Kedua, aturan kehidupannya. Berdasarkan akidah Islam, negara wajib menerapkan hukum-hukum Islam yang bersumber dari Al-Qur’an dan sunnah. Sistem pendidikan Islam menerapkan kurikulum yang mencetak generasi mulia. Dengan standar aturan Allah dan halal haram sesuai syariat, maka segala sesuatu yang bertentangan dengan aturan Allah merupakan kemaksiatan yang harus ditinggalkan.
Allah juga memerintahkan agar sistem pendidikan diurusi dengan serius oleh negara. Instansi sekolah atau perguruan tinggi dibangun secara merata, di setiap wilayah negara dengan fasilitas yang sama-sama bagus. Bahkan, negara Islam wajib menyediakan pendidikan secara gratis yang dibiayai oleh Baitul Mal. Ini menyebabkan peserta didik bisa memilih sekolah di mana pun mereka mau, tanpa khawatir kualitas buruk dan biaya yang mahal.
Sedangkan dalam sistem sekuler, sumber hukum tertinggi adalah konstitusi buatan manusia. Hukum-hukum sekuler disusun sesuai kepentingan pihak-pihak yang berkuasa. Sistem pendidikannya pun sekuler, mencetak generasi yang pintar namun kosong akhlaknya. Sekolah-sekolah tidak merata dan ketimpangan fasilitas karena korupsi di mana-mana. Belum lagi biaya mahal tak terkira.

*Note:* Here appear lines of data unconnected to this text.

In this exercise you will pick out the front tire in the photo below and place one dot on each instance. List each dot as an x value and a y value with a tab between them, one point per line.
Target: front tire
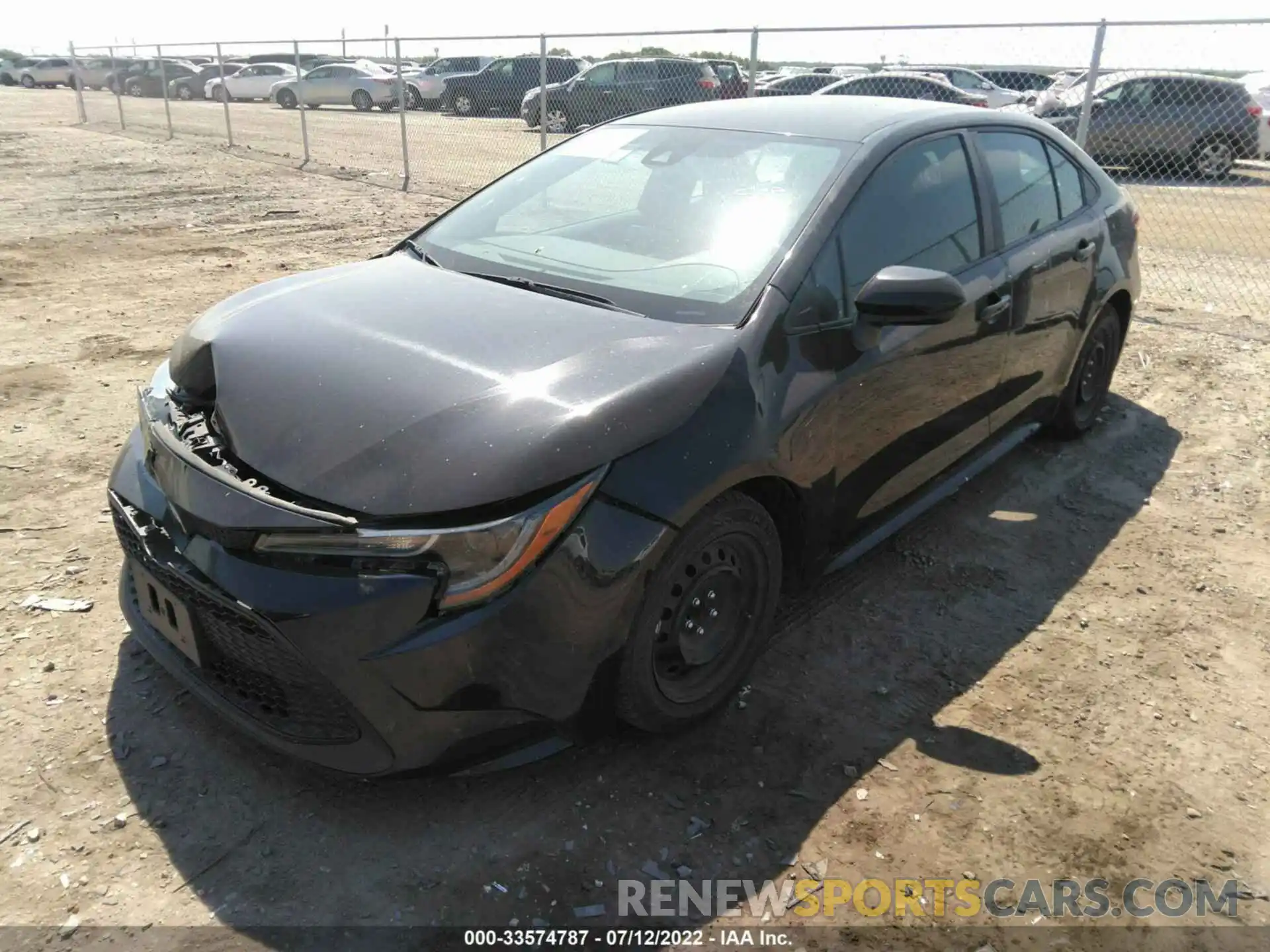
556	120
705	617
1086	391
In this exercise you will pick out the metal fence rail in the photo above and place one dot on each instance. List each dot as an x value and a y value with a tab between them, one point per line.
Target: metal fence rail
1155	103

Ketiga, budaya masyarakat. Islam telah berhasil meningkatkan pemikiran dan kesadaran masyarakat menuju titik yang mulia. Standar hidup masyarakat adalah rida Allah. Mereka menjadi kaum yang peduli sehingga tercipta kebiasaan ta’awun (tolong-menolong) dan amar ma’ruf nahi munkar (mengajak pada kebaikan dan mencegah dari keburukan) karena itu kewajiban dari Allah.
Sementara sistem sekuler kapitalisme memandang dunia di antara untung dan rugi. Kecurangan adalah hal yang wajar dan bisa dimaklumi selama diri sendiri tidak merasakan kerugian. Bahkan, kecurangan telah menjadi bisnis yang menguntungkan. Apalagi jika pelaku kecurangan adalah pihak elite tertentu, tentu mengusutnya jadi makin sulit.
Demikianlah, sistem Islam yang sempurna adalah satu-satunya yang dapat mewujudkan akhlak mulia. Kejujuran akan mewarnai perbuatan manusia yang hidup sesuai syariat, termasuk jujur dalam menjalani proses pendidikan.